When COVID hit, he saw an opportunity to create an ayurvedic-based sanitiser that didn’t damage people’s hands and didn’t smell like alcohol.

“A lot of my friends at that point in time had used their cash flow for buying houses, but I had an opportunity to come past when COVID hit,” he said.

He used capital from his job servicing clients at XB4, an accounting practice providing CFO services to high-turnover businesses, to bootstrap his manufacturing business.

He had around $150,000 to work with, which went towards four months of R&D and rent in a manufacturing facility that was ”very much like a garage”.

“We didn't have air conditioning or didn't have any heating,” he said.

“So, during the peak of Melbourne winter, we were wearing our mitts and socks and trying to stay warm.”

He said it was a bit of an adjustment to be hand making sanitiser after working as an accountant for so long. “It was really interesting.”

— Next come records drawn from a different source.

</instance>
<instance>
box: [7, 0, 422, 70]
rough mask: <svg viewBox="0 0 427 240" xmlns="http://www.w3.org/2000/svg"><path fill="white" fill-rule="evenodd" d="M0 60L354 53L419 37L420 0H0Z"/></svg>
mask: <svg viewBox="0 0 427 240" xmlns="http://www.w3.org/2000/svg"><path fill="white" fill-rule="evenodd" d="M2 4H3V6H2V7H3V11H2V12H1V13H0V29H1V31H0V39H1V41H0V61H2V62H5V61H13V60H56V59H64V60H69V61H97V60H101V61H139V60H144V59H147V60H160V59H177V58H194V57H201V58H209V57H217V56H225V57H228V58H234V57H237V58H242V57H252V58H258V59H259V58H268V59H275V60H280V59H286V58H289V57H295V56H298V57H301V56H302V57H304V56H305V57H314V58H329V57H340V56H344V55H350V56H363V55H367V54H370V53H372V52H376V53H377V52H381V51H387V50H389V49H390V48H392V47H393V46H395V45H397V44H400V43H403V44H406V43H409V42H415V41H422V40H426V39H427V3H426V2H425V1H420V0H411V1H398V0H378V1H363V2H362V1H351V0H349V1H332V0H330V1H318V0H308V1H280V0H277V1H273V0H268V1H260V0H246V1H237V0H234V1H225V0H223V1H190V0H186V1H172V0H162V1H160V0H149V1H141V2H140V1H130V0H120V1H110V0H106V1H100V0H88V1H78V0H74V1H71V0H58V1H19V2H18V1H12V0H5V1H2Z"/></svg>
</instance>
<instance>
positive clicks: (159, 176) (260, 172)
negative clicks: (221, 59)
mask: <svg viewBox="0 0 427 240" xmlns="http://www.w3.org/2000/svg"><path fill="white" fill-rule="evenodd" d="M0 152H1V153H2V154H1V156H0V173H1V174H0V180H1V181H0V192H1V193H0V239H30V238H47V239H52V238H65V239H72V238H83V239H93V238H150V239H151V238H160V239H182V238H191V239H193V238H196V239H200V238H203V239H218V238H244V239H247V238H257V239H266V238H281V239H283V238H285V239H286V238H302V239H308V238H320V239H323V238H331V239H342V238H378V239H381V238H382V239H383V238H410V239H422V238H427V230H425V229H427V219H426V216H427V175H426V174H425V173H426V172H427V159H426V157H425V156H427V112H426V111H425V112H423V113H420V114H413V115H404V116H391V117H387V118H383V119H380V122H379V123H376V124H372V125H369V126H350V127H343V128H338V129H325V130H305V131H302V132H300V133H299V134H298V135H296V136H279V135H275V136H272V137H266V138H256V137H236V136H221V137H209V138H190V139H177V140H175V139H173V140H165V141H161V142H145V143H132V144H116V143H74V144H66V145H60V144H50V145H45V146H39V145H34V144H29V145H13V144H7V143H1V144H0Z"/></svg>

It was a tough industry to get into at the time, with alcohol - a key ingredient in hand sanitiser - extremely expensive to buy.

In the end, they found a supplier of Australian bioethanol from Queensland.

“It fit in with our values of being an Australian supplier,” Kher said.

“We wanted to be ethical, we wanted to make products that were vegan, so we went down that pathway.”

Within a year, the company had outgrown its first digs and had upgraded to a fit-for-purpose manufacturing warehouse.

In the 12 months since, the company now has positive cash flow coming through and is growing.

“We're looking at new skews and new ideas,” he said.

Kher has also recently been nominated as a finalist at the India Australia Business & Community Alliance Awards.